La residencia del Embajador de los Estados Unidos en Uruguay se completo y fue oficialmente inaugurada en setiembre de 1942.
[Photo: Editorial Anales S.A. (1946)]
queen anne sofa tables
The high-seas adventures of Captain Jack Sparrow continue! Swashbuckling pirate ship playset based on the fourth film, Pirates of the Caribbean: On Stranger Tides! Recreate your favorite scenes from the movie! Adventure, ahoy! Based on the blockbuster film series' fourth entry, Pirates of the Caribbean: On Stranger Tides, this Queen Anne's Revenge Ship Playset is the perfect way to recreate your favorite scenes from the movie!
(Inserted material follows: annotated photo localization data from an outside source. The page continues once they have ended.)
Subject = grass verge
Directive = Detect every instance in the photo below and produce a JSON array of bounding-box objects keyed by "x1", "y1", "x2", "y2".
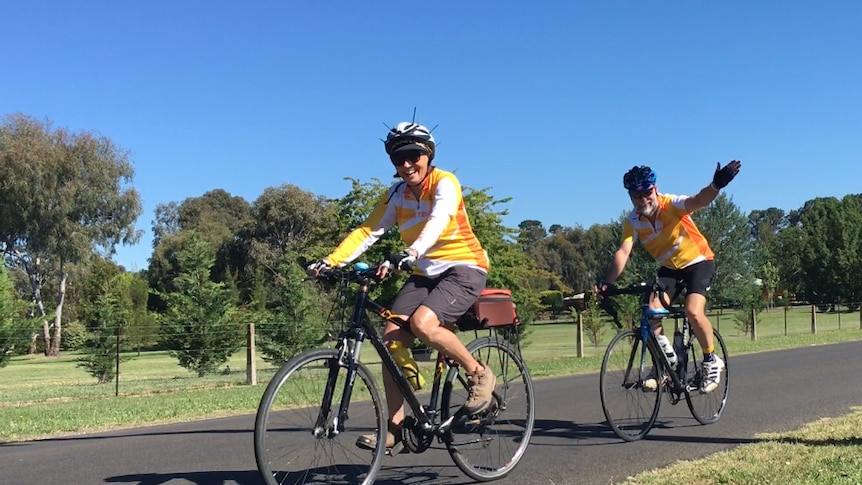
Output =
[{"x1": 622, "y1": 406, "x2": 862, "y2": 484}]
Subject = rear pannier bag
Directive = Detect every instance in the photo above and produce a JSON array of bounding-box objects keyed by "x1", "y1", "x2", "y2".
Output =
[{"x1": 456, "y1": 288, "x2": 520, "y2": 331}]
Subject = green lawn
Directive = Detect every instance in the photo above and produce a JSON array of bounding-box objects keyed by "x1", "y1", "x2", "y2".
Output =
[{"x1": 1, "y1": 305, "x2": 860, "y2": 442}]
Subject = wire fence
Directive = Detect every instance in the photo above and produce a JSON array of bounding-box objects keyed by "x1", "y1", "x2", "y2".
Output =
[{"x1": 4, "y1": 303, "x2": 861, "y2": 405}]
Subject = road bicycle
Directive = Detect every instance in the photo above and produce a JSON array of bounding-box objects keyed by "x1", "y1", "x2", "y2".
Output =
[
  {"x1": 254, "y1": 261, "x2": 535, "y2": 484},
  {"x1": 598, "y1": 282, "x2": 729, "y2": 441}
]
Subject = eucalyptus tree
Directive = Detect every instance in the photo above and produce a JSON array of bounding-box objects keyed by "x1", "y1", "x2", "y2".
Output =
[{"x1": 0, "y1": 114, "x2": 141, "y2": 356}]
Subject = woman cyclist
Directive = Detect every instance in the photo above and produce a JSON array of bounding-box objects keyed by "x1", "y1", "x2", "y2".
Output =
[{"x1": 307, "y1": 121, "x2": 493, "y2": 449}]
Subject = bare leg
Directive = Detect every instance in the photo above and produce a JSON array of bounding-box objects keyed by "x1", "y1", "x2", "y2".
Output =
[
  {"x1": 380, "y1": 322, "x2": 414, "y2": 427},
  {"x1": 408, "y1": 305, "x2": 482, "y2": 374},
  {"x1": 684, "y1": 293, "x2": 714, "y2": 353}
]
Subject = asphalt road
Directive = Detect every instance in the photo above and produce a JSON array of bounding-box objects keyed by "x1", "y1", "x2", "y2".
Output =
[{"x1": 3, "y1": 340, "x2": 862, "y2": 485}]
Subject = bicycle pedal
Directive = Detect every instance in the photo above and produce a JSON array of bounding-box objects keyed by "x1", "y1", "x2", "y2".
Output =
[{"x1": 386, "y1": 442, "x2": 405, "y2": 456}]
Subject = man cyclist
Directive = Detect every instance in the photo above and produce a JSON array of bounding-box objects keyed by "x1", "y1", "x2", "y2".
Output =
[
  {"x1": 597, "y1": 161, "x2": 741, "y2": 393},
  {"x1": 307, "y1": 121, "x2": 493, "y2": 450}
]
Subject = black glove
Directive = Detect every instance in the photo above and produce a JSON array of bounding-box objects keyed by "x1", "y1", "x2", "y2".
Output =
[
  {"x1": 712, "y1": 160, "x2": 741, "y2": 189},
  {"x1": 596, "y1": 281, "x2": 615, "y2": 300},
  {"x1": 387, "y1": 251, "x2": 417, "y2": 272}
]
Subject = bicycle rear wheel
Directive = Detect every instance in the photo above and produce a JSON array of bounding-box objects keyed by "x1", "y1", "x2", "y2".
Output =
[
  {"x1": 254, "y1": 348, "x2": 386, "y2": 485},
  {"x1": 600, "y1": 329, "x2": 662, "y2": 441},
  {"x1": 441, "y1": 336, "x2": 535, "y2": 481},
  {"x1": 685, "y1": 329, "x2": 729, "y2": 424}
]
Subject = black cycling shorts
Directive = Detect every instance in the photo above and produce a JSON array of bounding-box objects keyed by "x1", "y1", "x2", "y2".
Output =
[{"x1": 657, "y1": 259, "x2": 715, "y2": 300}]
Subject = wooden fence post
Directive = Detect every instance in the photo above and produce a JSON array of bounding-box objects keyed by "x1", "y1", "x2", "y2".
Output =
[
  {"x1": 576, "y1": 312, "x2": 584, "y2": 358},
  {"x1": 247, "y1": 322, "x2": 257, "y2": 385},
  {"x1": 810, "y1": 304, "x2": 817, "y2": 335}
]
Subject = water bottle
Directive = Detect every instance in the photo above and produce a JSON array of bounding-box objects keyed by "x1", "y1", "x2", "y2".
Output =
[
  {"x1": 388, "y1": 341, "x2": 426, "y2": 390},
  {"x1": 656, "y1": 334, "x2": 677, "y2": 367}
]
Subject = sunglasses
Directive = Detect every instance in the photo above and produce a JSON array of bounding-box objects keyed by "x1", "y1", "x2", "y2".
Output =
[
  {"x1": 628, "y1": 187, "x2": 654, "y2": 199},
  {"x1": 390, "y1": 150, "x2": 425, "y2": 166}
]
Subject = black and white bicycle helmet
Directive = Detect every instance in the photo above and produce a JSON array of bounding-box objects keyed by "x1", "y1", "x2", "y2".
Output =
[{"x1": 384, "y1": 122, "x2": 436, "y2": 161}]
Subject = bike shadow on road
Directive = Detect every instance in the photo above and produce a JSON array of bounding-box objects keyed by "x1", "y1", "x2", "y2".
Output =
[
  {"x1": 104, "y1": 465, "x2": 479, "y2": 485},
  {"x1": 529, "y1": 418, "x2": 763, "y2": 447},
  {"x1": 105, "y1": 470, "x2": 264, "y2": 485}
]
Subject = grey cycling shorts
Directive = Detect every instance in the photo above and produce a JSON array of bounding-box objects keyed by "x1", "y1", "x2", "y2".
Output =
[{"x1": 391, "y1": 266, "x2": 487, "y2": 327}]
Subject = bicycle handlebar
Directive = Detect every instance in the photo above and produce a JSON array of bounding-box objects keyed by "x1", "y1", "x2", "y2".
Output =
[
  {"x1": 598, "y1": 281, "x2": 684, "y2": 329},
  {"x1": 307, "y1": 261, "x2": 389, "y2": 287}
]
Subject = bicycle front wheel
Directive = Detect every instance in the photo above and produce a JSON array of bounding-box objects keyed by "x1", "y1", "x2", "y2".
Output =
[
  {"x1": 600, "y1": 329, "x2": 662, "y2": 441},
  {"x1": 685, "y1": 329, "x2": 729, "y2": 424},
  {"x1": 441, "y1": 336, "x2": 535, "y2": 481},
  {"x1": 254, "y1": 348, "x2": 386, "y2": 485}
]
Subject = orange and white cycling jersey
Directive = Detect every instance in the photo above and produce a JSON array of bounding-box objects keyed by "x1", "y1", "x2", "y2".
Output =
[
  {"x1": 622, "y1": 193, "x2": 714, "y2": 270},
  {"x1": 326, "y1": 168, "x2": 489, "y2": 277}
]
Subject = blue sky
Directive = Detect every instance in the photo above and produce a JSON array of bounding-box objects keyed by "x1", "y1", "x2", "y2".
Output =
[{"x1": 4, "y1": 1, "x2": 861, "y2": 271}]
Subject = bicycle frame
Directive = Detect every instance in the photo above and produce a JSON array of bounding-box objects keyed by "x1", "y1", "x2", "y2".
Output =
[
  {"x1": 318, "y1": 270, "x2": 460, "y2": 441},
  {"x1": 607, "y1": 283, "x2": 692, "y2": 398}
]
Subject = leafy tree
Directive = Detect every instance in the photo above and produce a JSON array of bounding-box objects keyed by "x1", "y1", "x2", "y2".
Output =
[
  {"x1": 602, "y1": 213, "x2": 657, "y2": 286},
  {"x1": 149, "y1": 190, "x2": 252, "y2": 309},
  {"x1": 121, "y1": 274, "x2": 159, "y2": 354},
  {"x1": 693, "y1": 194, "x2": 754, "y2": 306},
  {"x1": 759, "y1": 261, "x2": 780, "y2": 309},
  {"x1": 539, "y1": 290, "x2": 564, "y2": 314},
  {"x1": 0, "y1": 113, "x2": 142, "y2": 356},
  {"x1": 576, "y1": 302, "x2": 607, "y2": 348},
  {"x1": 77, "y1": 271, "x2": 153, "y2": 381},
  {"x1": 255, "y1": 259, "x2": 330, "y2": 363},
  {"x1": 330, "y1": 178, "x2": 405, "y2": 306},
  {"x1": 733, "y1": 282, "x2": 767, "y2": 336},
  {"x1": 0, "y1": 265, "x2": 31, "y2": 366},
  {"x1": 77, "y1": 291, "x2": 126, "y2": 384},
  {"x1": 463, "y1": 186, "x2": 542, "y2": 325},
  {"x1": 157, "y1": 236, "x2": 243, "y2": 376},
  {"x1": 774, "y1": 225, "x2": 806, "y2": 300},
  {"x1": 517, "y1": 220, "x2": 547, "y2": 248},
  {"x1": 796, "y1": 196, "x2": 862, "y2": 304}
]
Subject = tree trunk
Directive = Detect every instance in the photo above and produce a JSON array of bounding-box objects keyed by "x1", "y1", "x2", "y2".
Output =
[
  {"x1": 48, "y1": 272, "x2": 67, "y2": 357},
  {"x1": 41, "y1": 320, "x2": 51, "y2": 356}
]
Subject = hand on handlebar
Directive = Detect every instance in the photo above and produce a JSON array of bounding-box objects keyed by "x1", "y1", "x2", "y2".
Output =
[
  {"x1": 386, "y1": 250, "x2": 417, "y2": 272},
  {"x1": 594, "y1": 281, "x2": 615, "y2": 301},
  {"x1": 306, "y1": 259, "x2": 331, "y2": 277}
]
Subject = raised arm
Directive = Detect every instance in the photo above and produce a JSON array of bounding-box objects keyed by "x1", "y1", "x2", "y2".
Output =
[{"x1": 684, "y1": 160, "x2": 742, "y2": 213}]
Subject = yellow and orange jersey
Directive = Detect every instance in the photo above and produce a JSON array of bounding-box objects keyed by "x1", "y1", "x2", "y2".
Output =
[
  {"x1": 622, "y1": 193, "x2": 714, "y2": 270},
  {"x1": 326, "y1": 168, "x2": 489, "y2": 276}
]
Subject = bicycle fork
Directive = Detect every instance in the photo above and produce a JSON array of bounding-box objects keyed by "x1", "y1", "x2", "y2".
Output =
[{"x1": 313, "y1": 338, "x2": 361, "y2": 439}]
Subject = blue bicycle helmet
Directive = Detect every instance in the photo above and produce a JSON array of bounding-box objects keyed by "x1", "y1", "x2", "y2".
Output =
[{"x1": 623, "y1": 165, "x2": 656, "y2": 192}]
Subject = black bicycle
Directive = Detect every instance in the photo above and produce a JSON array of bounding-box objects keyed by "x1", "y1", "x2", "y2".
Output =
[
  {"x1": 599, "y1": 282, "x2": 729, "y2": 441},
  {"x1": 254, "y1": 262, "x2": 535, "y2": 484}
]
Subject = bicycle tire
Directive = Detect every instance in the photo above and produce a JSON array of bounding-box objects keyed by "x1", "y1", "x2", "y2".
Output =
[
  {"x1": 254, "y1": 348, "x2": 386, "y2": 485},
  {"x1": 440, "y1": 336, "x2": 535, "y2": 481},
  {"x1": 600, "y1": 329, "x2": 662, "y2": 441},
  {"x1": 685, "y1": 329, "x2": 729, "y2": 425}
]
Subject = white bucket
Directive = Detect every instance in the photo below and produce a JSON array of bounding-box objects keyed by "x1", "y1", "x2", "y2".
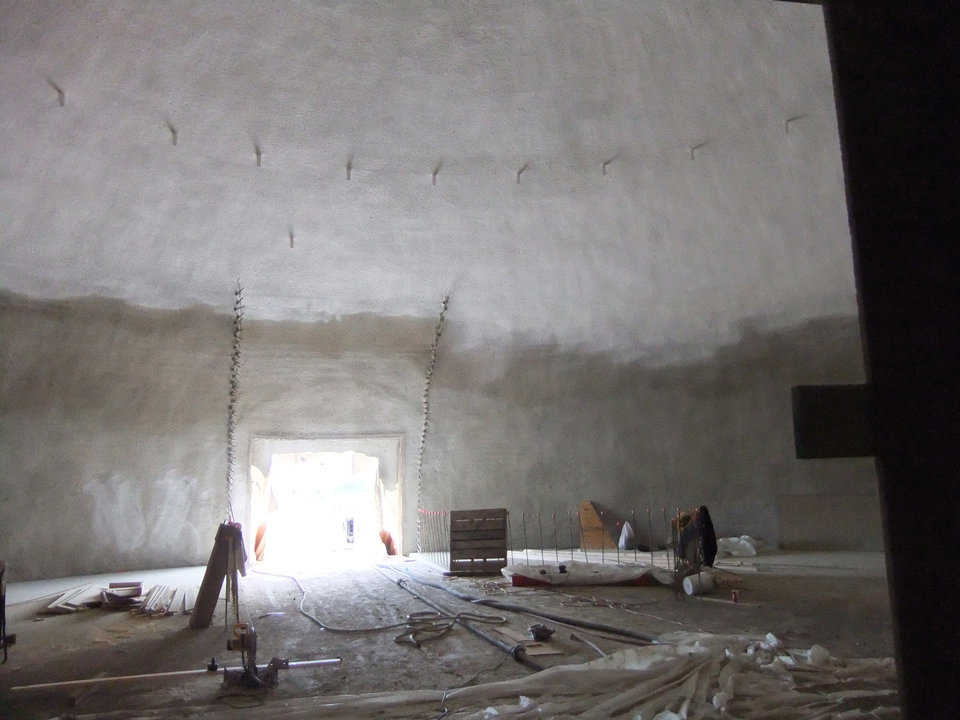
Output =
[{"x1": 682, "y1": 572, "x2": 715, "y2": 596}]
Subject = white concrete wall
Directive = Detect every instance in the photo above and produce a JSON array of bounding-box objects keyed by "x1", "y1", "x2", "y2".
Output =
[{"x1": 0, "y1": 1, "x2": 880, "y2": 580}]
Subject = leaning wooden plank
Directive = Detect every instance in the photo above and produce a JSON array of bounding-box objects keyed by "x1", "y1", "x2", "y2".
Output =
[
  {"x1": 190, "y1": 523, "x2": 243, "y2": 629},
  {"x1": 135, "y1": 585, "x2": 157, "y2": 613},
  {"x1": 158, "y1": 586, "x2": 175, "y2": 614},
  {"x1": 161, "y1": 587, "x2": 177, "y2": 615},
  {"x1": 183, "y1": 587, "x2": 197, "y2": 614},
  {"x1": 578, "y1": 500, "x2": 617, "y2": 550},
  {"x1": 147, "y1": 585, "x2": 167, "y2": 613},
  {"x1": 43, "y1": 586, "x2": 89, "y2": 613},
  {"x1": 169, "y1": 588, "x2": 184, "y2": 616}
]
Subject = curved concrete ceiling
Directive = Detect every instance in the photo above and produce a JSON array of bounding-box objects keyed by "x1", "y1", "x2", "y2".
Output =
[{"x1": 0, "y1": 0, "x2": 854, "y2": 356}]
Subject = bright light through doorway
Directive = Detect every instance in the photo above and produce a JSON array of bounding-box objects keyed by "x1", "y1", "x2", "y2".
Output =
[{"x1": 256, "y1": 450, "x2": 392, "y2": 572}]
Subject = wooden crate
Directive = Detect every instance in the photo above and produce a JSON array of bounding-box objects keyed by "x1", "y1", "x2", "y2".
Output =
[{"x1": 448, "y1": 508, "x2": 508, "y2": 576}]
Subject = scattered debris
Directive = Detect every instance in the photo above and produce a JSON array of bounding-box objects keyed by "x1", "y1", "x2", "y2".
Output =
[
  {"x1": 36, "y1": 582, "x2": 200, "y2": 617},
  {"x1": 717, "y1": 535, "x2": 759, "y2": 557},
  {"x1": 528, "y1": 623, "x2": 554, "y2": 641},
  {"x1": 491, "y1": 625, "x2": 563, "y2": 657}
]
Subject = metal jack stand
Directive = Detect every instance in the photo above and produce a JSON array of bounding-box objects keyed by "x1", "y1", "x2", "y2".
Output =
[{"x1": 223, "y1": 622, "x2": 288, "y2": 689}]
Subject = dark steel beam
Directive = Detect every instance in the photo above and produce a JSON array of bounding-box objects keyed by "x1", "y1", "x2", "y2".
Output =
[{"x1": 823, "y1": 5, "x2": 958, "y2": 718}]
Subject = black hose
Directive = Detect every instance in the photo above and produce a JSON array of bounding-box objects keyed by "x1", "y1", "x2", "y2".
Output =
[
  {"x1": 380, "y1": 564, "x2": 659, "y2": 645},
  {"x1": 374, "y1": 567, "x2": 544, "y2": 673}
]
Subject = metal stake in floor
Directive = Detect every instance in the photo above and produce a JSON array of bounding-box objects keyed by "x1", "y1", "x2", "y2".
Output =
[
  {"x1": 553, "y1": 512, "x2": 560, "y2": 565},
  {"x1": 647, "y1": 505, "x2": 654, "y2": 567},
  {"x1": 600, "y1": 511, "x2": 605, "y2": 565},
  {"x1": 661, "y1": 508, "x2": 669, "y2": 571},
  {"x1": 537, "y1": 512, "x2": 545, "y2": 565},
  {"x1": 522, "y1": 512, "x2": 530, "y2": 566},
  {"x1": 577, "y1": 510, "x2": 588, "y2": 562}
]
Loaded with action features and surprises, this is just what you need to make your action figures (sold separately) set sail! Order yours today! Captain Jack Sparrow crosses paths with a woman from his past (Penelope Cruz), and he's not sure if it's love - or if she's a ruthless con artist who's using him to find the fabled Fountain of Youth. When she forces him aboard the Queen Anne's Revenge, the ship of the formidable pirate Blackbeard (Ian McShane), Jack finds himself on an unexpected adventure in which he doesn't know whom to fear more: Blackbeard or the woman from his past!